Since 1959, American toy manufacturer Mattel, Inc. has sold over 1 billion Barbie dolls worldwide. The impact these dolls have had on little girls all over the globe cannot be overstated. However, representation has been an issue. Mattel released fashion designer, nurse and astronaut versions of Barbie before a black version of the popular doll. And while Barbie’s black friend, Christie, was introduced in 1968, women of colour have been largely underrepresented by not only Mattel, but toy companies in general.
In addressing this issue, a new line of inspirational dolls is set for release this year. Leading the way are NASA mathematician Katherine Johnson, pilot Amelia Earhart, Wonder Woman director Patty Jenkins, and artist Frida Kahlo. While for many it’s an important celebration of inclusion, others see it as insulting to the women honoured, particularly to Frida Kahlo.
Kahlo’s great-niece Mara de Anda Romeo claims that Mattel doesn’t have the rights to use Frida’s image. Her main point of contention is how the doll looks. The toy’s slim, model-esque appearance seems to de-emphasize Frida’s trademark eyebrow(s) and doesn’t accurately depict the artist’s vibrant wardrobe.
Mattel’s “Role Models” series claims to pay tribute to “courageous women who took risks, changed rules, and paved the way for generations of girls to dream bigger than ever before.” However, in using the same body figure for every one of their dolls, especially in the Inspiring Women series, Mattel reinforces a negative stigma when it comes to the idealization of the female body.
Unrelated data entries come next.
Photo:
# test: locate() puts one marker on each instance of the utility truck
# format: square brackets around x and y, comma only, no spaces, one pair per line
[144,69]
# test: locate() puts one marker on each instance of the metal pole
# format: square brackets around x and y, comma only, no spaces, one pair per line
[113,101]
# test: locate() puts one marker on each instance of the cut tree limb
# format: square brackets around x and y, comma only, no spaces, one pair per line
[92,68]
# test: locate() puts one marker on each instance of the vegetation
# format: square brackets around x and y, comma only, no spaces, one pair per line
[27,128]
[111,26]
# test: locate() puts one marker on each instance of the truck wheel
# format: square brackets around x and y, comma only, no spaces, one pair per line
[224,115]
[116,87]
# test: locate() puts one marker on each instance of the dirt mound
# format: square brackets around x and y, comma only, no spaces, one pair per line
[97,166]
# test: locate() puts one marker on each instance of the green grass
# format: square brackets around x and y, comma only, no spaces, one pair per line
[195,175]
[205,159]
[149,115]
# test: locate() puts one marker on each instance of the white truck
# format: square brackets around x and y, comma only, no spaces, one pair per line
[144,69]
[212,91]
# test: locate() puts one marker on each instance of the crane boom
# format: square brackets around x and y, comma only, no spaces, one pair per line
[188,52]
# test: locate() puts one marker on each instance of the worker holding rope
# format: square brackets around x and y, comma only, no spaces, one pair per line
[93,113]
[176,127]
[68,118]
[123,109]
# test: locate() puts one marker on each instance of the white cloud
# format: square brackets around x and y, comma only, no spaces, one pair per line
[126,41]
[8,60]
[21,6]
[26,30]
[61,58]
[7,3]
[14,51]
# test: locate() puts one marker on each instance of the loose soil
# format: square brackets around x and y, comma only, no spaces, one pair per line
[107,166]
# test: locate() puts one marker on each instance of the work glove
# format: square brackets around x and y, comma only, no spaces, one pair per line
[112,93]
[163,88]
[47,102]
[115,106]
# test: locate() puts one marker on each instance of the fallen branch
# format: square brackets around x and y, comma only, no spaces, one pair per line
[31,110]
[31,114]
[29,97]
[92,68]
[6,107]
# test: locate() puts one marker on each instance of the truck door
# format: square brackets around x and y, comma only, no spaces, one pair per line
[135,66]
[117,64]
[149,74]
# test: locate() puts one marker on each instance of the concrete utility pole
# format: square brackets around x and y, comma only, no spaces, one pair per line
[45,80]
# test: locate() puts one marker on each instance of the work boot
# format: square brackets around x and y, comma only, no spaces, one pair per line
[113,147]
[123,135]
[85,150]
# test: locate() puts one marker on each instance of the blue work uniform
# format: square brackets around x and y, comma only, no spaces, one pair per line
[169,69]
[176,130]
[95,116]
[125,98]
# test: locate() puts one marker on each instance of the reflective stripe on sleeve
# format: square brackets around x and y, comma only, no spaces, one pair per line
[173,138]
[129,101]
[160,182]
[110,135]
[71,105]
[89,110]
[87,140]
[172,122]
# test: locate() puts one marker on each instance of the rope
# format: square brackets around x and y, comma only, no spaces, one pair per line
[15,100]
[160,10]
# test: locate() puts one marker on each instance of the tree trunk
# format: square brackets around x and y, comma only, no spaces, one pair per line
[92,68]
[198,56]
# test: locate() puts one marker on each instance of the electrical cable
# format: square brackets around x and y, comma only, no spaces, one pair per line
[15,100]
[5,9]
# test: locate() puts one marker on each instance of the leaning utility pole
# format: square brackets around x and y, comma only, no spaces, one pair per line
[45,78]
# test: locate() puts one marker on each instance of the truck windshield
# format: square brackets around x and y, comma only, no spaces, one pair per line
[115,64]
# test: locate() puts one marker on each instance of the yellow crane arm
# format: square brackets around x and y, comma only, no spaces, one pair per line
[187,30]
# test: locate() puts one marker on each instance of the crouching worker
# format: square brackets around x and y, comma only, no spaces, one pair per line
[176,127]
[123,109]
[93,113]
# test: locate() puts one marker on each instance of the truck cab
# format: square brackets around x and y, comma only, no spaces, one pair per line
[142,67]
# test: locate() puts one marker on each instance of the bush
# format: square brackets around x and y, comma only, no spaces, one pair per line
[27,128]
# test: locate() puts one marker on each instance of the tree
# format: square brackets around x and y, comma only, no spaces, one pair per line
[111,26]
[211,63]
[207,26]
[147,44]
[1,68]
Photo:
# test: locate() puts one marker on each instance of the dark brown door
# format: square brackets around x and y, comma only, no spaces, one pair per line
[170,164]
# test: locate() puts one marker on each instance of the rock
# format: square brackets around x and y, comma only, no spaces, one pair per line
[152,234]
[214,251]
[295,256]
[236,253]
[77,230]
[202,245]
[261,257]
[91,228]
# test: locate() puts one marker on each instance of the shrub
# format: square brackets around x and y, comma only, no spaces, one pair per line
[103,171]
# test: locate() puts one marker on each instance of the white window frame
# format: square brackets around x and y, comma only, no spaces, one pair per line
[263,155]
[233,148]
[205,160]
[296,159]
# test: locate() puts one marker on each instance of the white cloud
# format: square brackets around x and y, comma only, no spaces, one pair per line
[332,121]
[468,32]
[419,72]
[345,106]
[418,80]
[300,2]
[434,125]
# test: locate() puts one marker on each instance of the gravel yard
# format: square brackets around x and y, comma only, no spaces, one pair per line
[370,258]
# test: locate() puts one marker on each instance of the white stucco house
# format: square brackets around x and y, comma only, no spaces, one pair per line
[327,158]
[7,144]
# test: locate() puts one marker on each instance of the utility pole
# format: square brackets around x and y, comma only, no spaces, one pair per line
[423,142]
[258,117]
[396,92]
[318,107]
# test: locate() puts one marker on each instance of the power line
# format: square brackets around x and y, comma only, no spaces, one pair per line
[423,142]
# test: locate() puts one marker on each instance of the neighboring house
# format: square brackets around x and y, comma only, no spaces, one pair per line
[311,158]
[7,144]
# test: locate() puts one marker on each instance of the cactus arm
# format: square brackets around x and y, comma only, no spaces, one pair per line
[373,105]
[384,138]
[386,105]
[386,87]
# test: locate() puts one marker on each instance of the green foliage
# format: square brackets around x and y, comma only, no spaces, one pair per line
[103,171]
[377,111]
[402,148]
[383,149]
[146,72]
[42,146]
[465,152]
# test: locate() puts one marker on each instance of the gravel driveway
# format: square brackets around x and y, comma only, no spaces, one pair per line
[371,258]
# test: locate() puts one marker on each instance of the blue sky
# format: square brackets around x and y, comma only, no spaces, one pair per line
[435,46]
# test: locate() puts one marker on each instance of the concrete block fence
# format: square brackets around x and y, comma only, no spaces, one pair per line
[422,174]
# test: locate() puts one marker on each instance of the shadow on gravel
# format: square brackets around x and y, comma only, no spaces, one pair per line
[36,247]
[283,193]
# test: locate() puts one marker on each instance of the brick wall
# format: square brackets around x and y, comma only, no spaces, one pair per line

Frida Kahlo was unique in both her appearance and her achievements, and by honouring her in this manner Mattel misses the point of what Frida represents for young girls.
The vocal outrage expanded to Hollywood. Salma Hayek, who was nominated for an Academy Award for her portrayal of the artist in 2002’s Frida and also produced the film, spoke out through Instagram. “#FridaKahlo never tried to be or look like anyone else. She celebrated her uniqueness. How could they turn her into a Barbie[?]” Having a 10-year-old daughter of her own, Hayek understands the importance of girls having a positive body image.
The reality of Frida Kahlo’s appearance is that she had facial hair and sometimes used a wheelchair due to a combination of her polio and having suffered a serious car accident in her youth. To see her standing tall, well-groomed and with an hour-glass figure is not only jarring but, to many, a harmful message for young girls.
Despite Mara de Anda Romeo’s claims, Mattel seems to have the legalities in check. They are working alongside the Frida Kahlo Corp., which claims to have the support of the Kahlo family. The corporation even released a statement saying: “[The corporation] celebrates the ideological contributions of Frida Kahlo which have transcended the borders of art and which will influence new generations as a world icon through the Frida Kahlo Barbie, which conserves the essence of Barbie and the legacy of Frida Kahlo.”
Despite the objection, the Frida Barbie is already available for pre-order through Walmart. As a communist during her life, it wouldn’t be difficult to guess what Frida would think of this. But aesthetically, she didn’t change to fit models of beauty, so it’s a curious move for Mattel to force that change on her.